An important fact about dashboards is that they are multi-layered applications displaying data across three hierarchical layers. The top layer of a dashboard presents a comprehensive summary of data and therefore it is called the summary view. If the user needs additional information s/he can navigate to the next level which is called the multi-dimensional view. In the multi-dimensional view, the user can see additional data and at the same time manipulate the data for the purpose of analysis. The bottom layer in the hierarchy is the detailed view layer where the user can see details of individual transactions. In the language of business intelligence (BI), the term "drill down" is used for denoting an action that helps the user move from the summary view down to lower-level views.
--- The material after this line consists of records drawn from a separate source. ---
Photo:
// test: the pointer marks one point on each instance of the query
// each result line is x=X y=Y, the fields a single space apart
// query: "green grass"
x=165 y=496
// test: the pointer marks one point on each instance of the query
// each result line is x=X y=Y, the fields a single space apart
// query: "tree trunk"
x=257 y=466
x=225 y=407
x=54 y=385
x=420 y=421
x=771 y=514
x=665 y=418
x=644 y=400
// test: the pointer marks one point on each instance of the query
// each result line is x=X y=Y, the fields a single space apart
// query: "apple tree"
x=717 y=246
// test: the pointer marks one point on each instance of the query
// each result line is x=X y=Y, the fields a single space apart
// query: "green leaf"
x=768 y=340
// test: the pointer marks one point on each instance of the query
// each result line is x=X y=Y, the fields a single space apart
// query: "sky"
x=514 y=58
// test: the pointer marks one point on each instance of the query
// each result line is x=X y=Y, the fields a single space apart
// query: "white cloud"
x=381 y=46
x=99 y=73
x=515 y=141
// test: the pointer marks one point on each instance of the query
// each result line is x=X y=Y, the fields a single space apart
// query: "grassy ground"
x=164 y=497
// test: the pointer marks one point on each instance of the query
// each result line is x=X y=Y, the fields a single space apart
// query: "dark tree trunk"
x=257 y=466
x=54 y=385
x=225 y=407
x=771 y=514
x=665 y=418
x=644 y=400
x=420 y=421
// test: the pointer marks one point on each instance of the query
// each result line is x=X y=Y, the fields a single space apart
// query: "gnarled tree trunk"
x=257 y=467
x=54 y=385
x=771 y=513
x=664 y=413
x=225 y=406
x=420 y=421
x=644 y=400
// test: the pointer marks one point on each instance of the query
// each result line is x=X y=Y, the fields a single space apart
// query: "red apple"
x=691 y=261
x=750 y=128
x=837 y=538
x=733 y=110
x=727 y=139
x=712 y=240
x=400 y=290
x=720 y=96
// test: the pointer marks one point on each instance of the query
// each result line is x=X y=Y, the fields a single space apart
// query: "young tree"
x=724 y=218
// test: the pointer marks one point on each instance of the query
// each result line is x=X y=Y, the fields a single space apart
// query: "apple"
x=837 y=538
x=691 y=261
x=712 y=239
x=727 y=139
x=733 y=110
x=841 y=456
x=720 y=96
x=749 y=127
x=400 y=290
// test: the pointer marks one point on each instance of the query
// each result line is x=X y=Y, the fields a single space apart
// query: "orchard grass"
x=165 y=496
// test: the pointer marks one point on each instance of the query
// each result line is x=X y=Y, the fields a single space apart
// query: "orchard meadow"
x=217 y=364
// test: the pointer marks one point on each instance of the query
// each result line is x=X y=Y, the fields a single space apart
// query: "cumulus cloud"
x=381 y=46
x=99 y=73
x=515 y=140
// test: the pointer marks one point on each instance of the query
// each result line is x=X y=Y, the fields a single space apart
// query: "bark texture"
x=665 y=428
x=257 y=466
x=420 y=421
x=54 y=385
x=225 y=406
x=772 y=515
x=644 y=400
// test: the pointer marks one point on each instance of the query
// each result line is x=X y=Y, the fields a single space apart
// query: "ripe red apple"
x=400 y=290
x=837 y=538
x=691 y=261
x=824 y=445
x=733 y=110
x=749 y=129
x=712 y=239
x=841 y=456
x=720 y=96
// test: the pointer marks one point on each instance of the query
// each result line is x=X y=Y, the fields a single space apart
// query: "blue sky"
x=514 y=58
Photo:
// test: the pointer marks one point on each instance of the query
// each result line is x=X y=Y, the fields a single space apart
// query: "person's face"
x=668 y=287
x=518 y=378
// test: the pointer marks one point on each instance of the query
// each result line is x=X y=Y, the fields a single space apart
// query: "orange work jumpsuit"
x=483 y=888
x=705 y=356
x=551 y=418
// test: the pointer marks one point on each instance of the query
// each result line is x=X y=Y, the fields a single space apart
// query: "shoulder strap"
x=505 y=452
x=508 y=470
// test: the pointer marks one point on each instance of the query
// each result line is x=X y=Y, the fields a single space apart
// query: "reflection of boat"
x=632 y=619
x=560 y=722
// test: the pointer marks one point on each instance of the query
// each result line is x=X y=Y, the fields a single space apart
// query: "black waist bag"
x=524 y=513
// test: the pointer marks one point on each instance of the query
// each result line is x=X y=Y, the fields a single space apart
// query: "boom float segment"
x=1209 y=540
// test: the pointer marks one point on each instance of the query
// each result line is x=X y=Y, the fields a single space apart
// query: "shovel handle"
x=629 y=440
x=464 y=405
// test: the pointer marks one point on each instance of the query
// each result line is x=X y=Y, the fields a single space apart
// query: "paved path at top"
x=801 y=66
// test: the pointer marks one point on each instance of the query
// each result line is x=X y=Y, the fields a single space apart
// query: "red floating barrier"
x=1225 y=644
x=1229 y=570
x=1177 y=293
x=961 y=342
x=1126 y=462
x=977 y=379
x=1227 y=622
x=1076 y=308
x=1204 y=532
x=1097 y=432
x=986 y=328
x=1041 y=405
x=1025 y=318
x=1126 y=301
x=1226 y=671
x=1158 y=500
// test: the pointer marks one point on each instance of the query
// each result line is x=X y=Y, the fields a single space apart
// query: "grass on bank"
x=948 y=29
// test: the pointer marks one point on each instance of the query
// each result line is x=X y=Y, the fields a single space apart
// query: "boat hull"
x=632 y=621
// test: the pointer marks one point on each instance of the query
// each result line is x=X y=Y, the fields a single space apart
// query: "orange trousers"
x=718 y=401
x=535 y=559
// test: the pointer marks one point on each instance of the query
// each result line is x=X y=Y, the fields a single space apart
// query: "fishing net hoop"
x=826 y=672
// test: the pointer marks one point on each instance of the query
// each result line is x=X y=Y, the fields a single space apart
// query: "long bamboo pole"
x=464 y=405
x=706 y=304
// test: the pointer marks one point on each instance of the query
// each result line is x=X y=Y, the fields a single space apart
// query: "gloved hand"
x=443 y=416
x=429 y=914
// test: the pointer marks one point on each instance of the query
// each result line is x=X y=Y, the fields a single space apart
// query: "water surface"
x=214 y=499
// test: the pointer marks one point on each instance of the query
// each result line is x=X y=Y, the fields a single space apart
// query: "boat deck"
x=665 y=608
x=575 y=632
Layered presentation of data is an effective way of providing information because people do not require all the data at one time. What they need is summarized data with an option to access detailed data only when it is needed. Most dashboard users work from the summary view, as this enables them to simultaneously monitor a wide range of business processes. The summary view is therefore the most crucial aspect of a dashboard application. It must be noted that although dashboards are built by programmers, conceptualizing a dashboard is more of a business analyst’s job. A thorough understanding of business processes and knowledge of data visualization methods is all you need for conceptualizing the front end of your dashboard application. This tutorial will help you gain an in-depth understanding of the data visualization elements that are incorporated into a dashboard.
Why Is Data Visualization Crucial To Dashboards?
Data visualization is a technique of turning data into information by via visually recognizing patterns and trends. In other words, data visualization is all about representing data graphically. Data visualization elements such as charts/graphs, gauges and maps are incorporated in the summary view and the multi-dimensional view of a dashboard application - as they help accommodate a large amount of data on a limited screen space.
Use of data visualization elements not only helps in optimizing the use of screen real estate, it also aids in quick comprehension of data. Dashboard users are quickly able to identify the high and low values in the data and they also acquire an idea of the trend with which the data is changing.
Data Visualization Elements
As stated above, data visualization elements that are incorporated into a dashboard can be classified into three categories:
Charts help in the visual representation of tabulated numeric data. Data in a chart is represented by means of symbols, such as bars in a bar chart, lines in a line chart and slices in a pie chart. The purpose of putting charts on a dashboard is to assist the user in analyzing the data. Most dashboard users are interested in following these types of analyses:
- Comparison of composite data
- Trend versus comparison
- Elimination / progressive reduction
Each type of data analysis requires the use of specific chart types. For instance, comparison of data can be done using column or bar charts. It is essential to understand each type of data analysis, so that an appropriate choice of charts can be made.